Mission: To be the #1 widget manufacturer in the state
1) Company Goal: Our company must increase widget production 10% over last year
2) Departmental Goal: We must produce X widgets per day
3) Employee Goal: Each employee must each average Y widgets per day based on their experience/skill level/etc.

NOW you can measure and have it mean something. You can create incentive plans based on % above the daily goal. You can give employees a target to shoot for. The tools you put in place (whether they are automated or just tally marks on a piece of paper) now have meaning beyond just simply accumulating numbers. If Jane can't meet her goals, you can tell her exactly how her role fits in to the overall structure and it's clear to her why her productivity matters. That's so much more motivating than, "Jane, the numbers tell met that Joe is beating you in daily widget count."

Naturally, in programming, or any "knowledge worker" skill set, it's more difficult. The goals you set at those 3 levels are harder to nail down, but I think it can be done. It just takes work.
posted by I_Love_Bananas at 7:53 AM on January 17, 2010 [1 favorite]

I do think it's possible to measure productivity at a team level, even if it's difficult to break it down day by day. At my job, we use something like the following:

1 The requirements team comes up with goals (specifications for new features)
2. The programming team provides an estimate of how long each goal should take
3. The management team approves each goal/time pair
4. The programming team completes the work, the QA team reports bugs, the programming team fixes bugs, the QA team retests etc. until everyone is happy

After completing the cycle, you know, for each goal, how long it was estimated to take, how long it actually took, and how much time was spent in QA. What you can then do is keep track of how these numbers trend over time. Of course there will always be discrepencies between the estimate and the actual amount of time taken, but, over time, the team should get better and better at accurately estimating their productivity, so the numbers should become more meaningful.

If there are concerns about how a particular team member is performing, one thing I've seen my boss do is to temporarily pull someone from a particular project (giving them a different project instead) and evaluate how the rest of the team performs without them.

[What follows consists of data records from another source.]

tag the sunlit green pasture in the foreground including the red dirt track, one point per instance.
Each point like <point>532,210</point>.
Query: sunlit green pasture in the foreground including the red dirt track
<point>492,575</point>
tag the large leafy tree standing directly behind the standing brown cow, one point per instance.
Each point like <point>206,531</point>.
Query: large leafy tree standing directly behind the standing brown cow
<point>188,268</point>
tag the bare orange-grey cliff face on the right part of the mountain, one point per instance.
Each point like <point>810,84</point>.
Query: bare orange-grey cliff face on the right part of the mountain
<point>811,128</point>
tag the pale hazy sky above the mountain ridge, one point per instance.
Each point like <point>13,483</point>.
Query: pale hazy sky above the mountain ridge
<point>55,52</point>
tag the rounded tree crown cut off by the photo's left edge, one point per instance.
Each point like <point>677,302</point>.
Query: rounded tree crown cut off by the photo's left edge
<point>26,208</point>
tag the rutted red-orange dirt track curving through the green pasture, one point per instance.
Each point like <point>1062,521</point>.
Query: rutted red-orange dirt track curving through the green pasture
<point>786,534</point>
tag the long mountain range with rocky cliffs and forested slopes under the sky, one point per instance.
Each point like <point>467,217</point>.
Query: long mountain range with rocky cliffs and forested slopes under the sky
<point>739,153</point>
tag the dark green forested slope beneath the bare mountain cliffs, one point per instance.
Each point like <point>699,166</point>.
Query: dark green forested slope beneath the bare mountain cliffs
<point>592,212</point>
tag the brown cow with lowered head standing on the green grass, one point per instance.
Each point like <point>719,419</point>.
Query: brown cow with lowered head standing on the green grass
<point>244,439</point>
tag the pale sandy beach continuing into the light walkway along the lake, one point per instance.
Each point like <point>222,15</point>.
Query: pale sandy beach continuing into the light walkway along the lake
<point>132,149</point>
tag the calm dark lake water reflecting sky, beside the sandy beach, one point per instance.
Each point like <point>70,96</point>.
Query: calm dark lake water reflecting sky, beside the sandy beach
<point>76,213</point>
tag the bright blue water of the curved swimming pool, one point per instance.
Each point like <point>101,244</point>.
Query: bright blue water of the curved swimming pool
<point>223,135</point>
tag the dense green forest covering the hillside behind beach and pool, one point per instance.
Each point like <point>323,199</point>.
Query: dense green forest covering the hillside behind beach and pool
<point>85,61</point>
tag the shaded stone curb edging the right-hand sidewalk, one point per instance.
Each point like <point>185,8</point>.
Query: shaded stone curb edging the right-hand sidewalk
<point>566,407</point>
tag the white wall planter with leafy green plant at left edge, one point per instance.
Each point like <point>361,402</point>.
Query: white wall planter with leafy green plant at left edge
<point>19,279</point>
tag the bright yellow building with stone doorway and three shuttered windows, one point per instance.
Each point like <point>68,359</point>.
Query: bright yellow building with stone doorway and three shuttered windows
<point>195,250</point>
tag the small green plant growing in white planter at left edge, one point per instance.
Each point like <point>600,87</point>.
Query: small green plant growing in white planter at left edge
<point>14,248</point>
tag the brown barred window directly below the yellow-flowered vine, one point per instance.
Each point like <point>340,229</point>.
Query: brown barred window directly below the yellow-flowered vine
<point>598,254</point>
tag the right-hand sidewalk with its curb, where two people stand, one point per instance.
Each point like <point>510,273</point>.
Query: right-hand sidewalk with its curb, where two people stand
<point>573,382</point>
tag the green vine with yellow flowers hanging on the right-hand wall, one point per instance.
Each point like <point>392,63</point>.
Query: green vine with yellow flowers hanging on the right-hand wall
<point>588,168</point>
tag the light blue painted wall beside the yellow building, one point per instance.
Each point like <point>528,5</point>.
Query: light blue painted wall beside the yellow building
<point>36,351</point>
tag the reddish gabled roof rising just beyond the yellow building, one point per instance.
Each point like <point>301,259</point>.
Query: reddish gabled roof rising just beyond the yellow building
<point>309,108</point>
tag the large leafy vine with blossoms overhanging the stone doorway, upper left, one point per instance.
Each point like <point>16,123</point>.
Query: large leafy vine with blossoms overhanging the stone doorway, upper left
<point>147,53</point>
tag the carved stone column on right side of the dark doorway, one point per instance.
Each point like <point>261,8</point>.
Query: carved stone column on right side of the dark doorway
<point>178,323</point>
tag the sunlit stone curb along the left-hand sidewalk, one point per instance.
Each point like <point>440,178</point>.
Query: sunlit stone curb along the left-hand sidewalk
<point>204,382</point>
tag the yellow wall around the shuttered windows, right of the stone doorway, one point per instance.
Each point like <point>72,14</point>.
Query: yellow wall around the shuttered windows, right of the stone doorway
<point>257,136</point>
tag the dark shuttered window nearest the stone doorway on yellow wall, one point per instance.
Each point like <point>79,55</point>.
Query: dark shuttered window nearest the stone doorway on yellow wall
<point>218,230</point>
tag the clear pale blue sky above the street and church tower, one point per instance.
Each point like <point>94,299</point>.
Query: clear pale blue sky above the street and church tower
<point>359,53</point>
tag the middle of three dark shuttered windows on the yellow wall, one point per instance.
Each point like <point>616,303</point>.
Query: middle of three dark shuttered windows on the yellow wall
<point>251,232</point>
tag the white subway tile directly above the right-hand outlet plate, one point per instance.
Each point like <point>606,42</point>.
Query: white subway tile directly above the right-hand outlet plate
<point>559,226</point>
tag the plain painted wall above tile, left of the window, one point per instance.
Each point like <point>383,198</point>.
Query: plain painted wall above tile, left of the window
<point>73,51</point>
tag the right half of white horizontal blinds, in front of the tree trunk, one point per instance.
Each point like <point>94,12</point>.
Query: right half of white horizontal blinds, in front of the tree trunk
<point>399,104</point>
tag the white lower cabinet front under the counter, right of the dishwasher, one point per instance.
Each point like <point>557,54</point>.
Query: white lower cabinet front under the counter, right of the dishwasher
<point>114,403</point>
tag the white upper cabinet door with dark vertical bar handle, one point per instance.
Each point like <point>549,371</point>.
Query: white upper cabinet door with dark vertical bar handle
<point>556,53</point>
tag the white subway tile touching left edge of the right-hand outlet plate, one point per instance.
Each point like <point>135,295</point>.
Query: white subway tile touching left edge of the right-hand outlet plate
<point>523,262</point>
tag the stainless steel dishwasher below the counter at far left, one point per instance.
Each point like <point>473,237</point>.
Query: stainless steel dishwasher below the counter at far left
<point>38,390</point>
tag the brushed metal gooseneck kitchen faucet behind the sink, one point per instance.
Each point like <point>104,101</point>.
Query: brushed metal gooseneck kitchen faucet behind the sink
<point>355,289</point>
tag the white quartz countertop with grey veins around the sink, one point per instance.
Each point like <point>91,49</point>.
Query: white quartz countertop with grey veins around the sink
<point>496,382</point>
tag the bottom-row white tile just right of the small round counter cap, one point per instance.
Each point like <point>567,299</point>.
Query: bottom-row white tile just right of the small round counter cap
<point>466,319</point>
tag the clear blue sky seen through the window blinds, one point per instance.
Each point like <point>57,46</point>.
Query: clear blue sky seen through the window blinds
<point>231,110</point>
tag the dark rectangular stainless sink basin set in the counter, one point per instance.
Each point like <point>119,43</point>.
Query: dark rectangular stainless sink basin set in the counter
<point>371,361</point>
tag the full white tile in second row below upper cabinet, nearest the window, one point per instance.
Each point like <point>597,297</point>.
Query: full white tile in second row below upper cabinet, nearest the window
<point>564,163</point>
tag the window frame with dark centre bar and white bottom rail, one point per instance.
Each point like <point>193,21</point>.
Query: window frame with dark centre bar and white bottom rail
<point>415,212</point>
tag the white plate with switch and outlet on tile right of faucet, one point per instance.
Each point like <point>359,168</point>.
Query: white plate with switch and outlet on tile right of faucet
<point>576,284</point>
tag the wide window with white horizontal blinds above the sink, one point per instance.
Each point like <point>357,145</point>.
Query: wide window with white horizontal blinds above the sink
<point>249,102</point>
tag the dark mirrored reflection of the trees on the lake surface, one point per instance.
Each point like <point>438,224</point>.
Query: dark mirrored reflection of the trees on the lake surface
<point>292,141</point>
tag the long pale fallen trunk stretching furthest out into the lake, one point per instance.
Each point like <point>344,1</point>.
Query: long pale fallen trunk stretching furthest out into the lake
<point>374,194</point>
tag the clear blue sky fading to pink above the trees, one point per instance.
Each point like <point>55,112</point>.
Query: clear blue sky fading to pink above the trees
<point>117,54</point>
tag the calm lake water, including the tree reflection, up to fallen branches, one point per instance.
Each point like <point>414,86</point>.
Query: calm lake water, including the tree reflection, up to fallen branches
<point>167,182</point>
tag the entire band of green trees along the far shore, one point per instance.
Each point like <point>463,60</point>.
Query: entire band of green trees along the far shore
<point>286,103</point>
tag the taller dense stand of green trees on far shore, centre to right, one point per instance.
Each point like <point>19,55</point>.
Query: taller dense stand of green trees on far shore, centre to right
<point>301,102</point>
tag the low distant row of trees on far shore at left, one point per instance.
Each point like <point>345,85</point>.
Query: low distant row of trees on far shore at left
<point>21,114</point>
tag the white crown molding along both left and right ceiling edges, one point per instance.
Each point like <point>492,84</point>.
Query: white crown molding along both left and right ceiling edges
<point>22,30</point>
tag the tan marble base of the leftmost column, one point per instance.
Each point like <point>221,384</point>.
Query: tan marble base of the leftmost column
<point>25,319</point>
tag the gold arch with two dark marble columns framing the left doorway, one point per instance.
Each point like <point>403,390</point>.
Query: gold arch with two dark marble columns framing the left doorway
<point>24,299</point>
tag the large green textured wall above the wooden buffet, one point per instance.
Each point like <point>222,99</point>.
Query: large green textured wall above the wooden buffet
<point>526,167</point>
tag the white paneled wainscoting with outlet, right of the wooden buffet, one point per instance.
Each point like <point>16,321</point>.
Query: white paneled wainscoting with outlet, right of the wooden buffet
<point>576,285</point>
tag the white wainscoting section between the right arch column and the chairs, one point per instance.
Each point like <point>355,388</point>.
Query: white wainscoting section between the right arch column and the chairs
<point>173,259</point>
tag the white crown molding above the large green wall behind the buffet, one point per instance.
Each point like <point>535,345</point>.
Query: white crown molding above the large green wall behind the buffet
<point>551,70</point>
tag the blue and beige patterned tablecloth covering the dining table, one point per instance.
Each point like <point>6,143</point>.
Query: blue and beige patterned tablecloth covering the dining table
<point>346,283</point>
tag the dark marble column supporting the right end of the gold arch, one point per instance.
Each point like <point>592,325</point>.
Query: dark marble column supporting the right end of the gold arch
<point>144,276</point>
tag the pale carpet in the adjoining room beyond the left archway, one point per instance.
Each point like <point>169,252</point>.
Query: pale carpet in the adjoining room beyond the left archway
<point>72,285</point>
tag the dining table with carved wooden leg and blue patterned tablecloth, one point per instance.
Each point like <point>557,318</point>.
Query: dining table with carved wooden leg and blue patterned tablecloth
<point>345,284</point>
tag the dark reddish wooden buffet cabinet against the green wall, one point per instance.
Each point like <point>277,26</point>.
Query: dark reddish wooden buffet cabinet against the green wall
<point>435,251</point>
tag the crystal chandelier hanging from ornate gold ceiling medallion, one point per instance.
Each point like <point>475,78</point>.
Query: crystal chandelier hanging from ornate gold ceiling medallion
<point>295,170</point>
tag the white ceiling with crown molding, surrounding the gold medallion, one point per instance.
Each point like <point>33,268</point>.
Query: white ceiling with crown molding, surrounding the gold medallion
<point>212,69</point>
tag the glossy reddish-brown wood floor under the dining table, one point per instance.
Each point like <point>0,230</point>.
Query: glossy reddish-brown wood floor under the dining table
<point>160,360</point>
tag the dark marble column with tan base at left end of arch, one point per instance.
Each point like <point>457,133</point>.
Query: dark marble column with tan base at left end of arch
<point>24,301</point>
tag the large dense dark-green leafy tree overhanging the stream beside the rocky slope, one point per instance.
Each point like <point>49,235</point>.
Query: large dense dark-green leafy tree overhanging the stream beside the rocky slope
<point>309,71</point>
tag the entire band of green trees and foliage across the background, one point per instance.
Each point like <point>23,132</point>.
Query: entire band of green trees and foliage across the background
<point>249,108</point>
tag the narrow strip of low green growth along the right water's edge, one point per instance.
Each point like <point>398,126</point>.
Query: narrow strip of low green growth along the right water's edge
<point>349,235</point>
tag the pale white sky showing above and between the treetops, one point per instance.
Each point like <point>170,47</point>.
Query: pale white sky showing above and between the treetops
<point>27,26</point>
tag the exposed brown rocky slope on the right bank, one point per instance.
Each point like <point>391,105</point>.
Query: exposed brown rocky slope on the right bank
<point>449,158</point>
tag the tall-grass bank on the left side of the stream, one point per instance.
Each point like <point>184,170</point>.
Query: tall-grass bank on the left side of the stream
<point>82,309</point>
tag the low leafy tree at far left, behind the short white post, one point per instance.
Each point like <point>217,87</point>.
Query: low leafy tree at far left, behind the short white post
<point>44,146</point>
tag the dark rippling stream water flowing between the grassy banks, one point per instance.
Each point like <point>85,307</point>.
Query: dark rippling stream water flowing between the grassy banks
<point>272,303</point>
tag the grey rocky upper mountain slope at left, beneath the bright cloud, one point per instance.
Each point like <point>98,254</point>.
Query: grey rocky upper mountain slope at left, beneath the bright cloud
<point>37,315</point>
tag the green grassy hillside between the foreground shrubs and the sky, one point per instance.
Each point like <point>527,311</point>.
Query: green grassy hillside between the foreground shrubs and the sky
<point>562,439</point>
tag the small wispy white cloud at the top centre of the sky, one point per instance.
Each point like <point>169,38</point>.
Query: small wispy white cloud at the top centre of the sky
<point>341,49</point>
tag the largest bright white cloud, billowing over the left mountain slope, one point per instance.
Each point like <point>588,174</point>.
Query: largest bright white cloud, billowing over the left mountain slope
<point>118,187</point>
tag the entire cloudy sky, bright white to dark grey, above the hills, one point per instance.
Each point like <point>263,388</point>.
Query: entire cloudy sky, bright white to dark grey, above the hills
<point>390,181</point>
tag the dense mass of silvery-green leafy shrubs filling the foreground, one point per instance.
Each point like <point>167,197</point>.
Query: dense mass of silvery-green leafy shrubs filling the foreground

If performance is not affected much than this may be an indication that the person could be a better fit in a different role.
posted by GraceCathedral at 9:46 AM on January 17, 2010 [1 favorite]

over time, the team should get better and better at accurately estimating their productivity, so the numbers should become more meaningful

Could happen, I guess. In 20 years of experience in writing code for money, though, I haven't actually seen it happen, or spoken to colleagues who have.
posted by flabdablet at 5:02 PM on January 17, 2010

You can create incentive plans based on % above the daily goal.

You could do that, I guess. I reckon your org would do better work if you didn't.
posted by flabdablet at 5:05 PM on January 17, 2010

Well, I'll admit that our goals are usually pretty broad - 2-3 weeks development, 2-3 days QA, etc. But given the fairly generous margin of error, the people I work with are usually pretty accurate (and have gotten more so over time). I don't think these types of productivity measures work well if your goal is 15% more lines of code a day or something, but they're good for figuring out whether you're going to make your release date.

In my limited experience, the productivity danger zone for most projects is not during coding, but during requirements. If the spec is innacurate, then all of the time spent building to spec is lost time. I think this is one of the reasons why estimating schedules for software projects can be difficult, because in a bad project, you can wind up stuck in QA for months, redoing work that was already completed. This is another reason why I think that tracking dev time vs. QA time can be useful - the ratio of the two can point to structural problems that could actually be negating the productivity of other team members.